Perl regexes are optimized to rather fail as early as possible, than to succeed as fast as possible. This makes a lot of sense when grepping through a large log file.
There is an optimization that first looks for a constant part of the string, in this case, a “floating” b
or bb
. This can be checked rather efficiently without having to keep track of backtracking state. No bb
is found, and the match aborts right there.
Not so with b
. That floating substring is found, and the match constructed from there.
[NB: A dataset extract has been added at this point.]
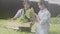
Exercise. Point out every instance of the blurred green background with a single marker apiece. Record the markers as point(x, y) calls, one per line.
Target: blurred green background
point(54, 27)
Here is the debug output of the regex match (program is "aaab" =~ /a*b/
):
Compiling REx "a*b"
synthetic stclass "ANYOF_SYNTHETIC[ab][]".
Final program:
1: STAR (4)
2: EXACT <a> (0)
4: EXACT <b> (6)
6: END (0)
floating "b" at 0..2147483647 (checking floating) stclass ANYOF_SYNTHETIC[ab][] minlen 1
Guessing start of match in sv for REx "a*b" against "aaab"
Found floating substr "b" at offset 3...
start_shift: 0 check_at: 3 s: 0 endpos: 4 checked_upto: 0
Does not contradict STCLASS...
Guessed: match at offset 0
Matching REx "a*b" against "aaab"
Matching stclass ANYOF_SYNTHETIC[ab][] against "aaab" (4 bytes)
0 <> <aaab> | 1:STAR(4)
EXACT <a> can match 3 times out of 2147483647...
3 <aaa> <b> | 4: EXACT <b>(6)
4 <aaab> <> | 6: END(0)
Match successful!
Freeing REx: "a*b"
You can get such output with the debug
option for the re
pragma.
Finding the b
or bb
is unnecessary, strictly speaking, but it allows the match to fail much earlier.